パレスチナ情報センター

スタッフ・ノート

2004.02.01

Small Dreams の紹介

Posted by :早尾貴紀

一冊の小さな本の紹介です。

緻密な分析でもないし、熱い主張でもない、小さな寓話集なのですが、パレスチナで人びとが生きている現実を伝えようとしています。

Nassar Ibrahim, Dr.Majed Nassar
Small Dreams: 14 Short Stories from Palestine
ISBN:9950-320-01-1(出版社名がありません)

刊行は今年ですが、それぞれのお話は、1989年から2002年までのあいだに書かれたものです。著者は二人とも何らかの形でAlternative Information Center の活動にかかわっています。(AICについては、ワルシャウスキー著『イスラエル=パレスチナ 民族共生国家への挑戦』柘植書房新社をご参照ください。)

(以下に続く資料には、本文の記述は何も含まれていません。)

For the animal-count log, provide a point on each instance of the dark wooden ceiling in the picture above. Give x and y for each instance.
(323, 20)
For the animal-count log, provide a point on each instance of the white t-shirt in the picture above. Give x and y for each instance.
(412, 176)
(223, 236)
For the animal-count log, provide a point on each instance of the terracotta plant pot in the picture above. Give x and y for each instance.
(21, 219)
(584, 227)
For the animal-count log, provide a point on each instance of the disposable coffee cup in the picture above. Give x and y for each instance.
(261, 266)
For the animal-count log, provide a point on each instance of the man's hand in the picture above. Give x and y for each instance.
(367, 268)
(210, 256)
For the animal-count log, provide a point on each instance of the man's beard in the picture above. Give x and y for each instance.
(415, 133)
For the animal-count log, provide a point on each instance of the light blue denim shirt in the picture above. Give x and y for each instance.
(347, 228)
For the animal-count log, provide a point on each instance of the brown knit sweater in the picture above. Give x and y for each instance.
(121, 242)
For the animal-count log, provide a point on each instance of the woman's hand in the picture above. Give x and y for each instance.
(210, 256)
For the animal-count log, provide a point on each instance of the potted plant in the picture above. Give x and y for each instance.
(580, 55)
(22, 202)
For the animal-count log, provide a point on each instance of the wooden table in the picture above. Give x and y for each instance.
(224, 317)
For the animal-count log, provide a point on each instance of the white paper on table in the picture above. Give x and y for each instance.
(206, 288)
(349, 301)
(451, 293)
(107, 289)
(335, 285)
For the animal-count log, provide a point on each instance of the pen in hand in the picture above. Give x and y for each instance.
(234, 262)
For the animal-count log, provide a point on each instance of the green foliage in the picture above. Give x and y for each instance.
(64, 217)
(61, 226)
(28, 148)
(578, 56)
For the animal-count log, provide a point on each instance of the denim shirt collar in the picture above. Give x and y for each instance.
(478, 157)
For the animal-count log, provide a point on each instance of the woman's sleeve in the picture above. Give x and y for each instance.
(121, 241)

収録されている14の寓話のタイトルをすべて用いた短いエピローグが最後についていますので、それでもって紹介文に替えさせていただきます。(「 」内が各タイトル)

エピローグ

「ひとつの物語」を書くことはほんとうに難しい。とりわけその主人公が「牛たち」のように、自分たちが望みもしない「アイデンティティ・カード」を発行されているような場合には。ちょうどパレスチナ人たちと同様に。「ラブ・ストーリー」の喜びは、追放と屈辱の中で生きることを強いられた「帰還民」の苦難と釣り合う。「移動を禁じられて」いる人びとの苦境は、大きな監獄にいるようなものでも、少しはましなのかもしれない。他方で小さな監獄にいる人びとにとっては、小さな「ラジオ」を手に入れることさえも特別な贅沢なのだから。監獄に入れられていない人びとも、「犬のように殺される」かもしれず、もう「誰がために鐘は鳴るのか」を尋ねる機会は決して来ないのだ。「蝶々の友だち」になることさえもが、文字通りの命がけ。「百グラムのコーヒー」を買いに出かけることで命を脅かされる。パレスチナの現実と日常生活は過酷で、「パレスチナのイースター」を祝うことさえも簡単じゃない。われわれは目的地から「わずか十メートル」のところにいるのだが、その目的地に着くことさえも、いまだに「夢」で見るしかないのだ。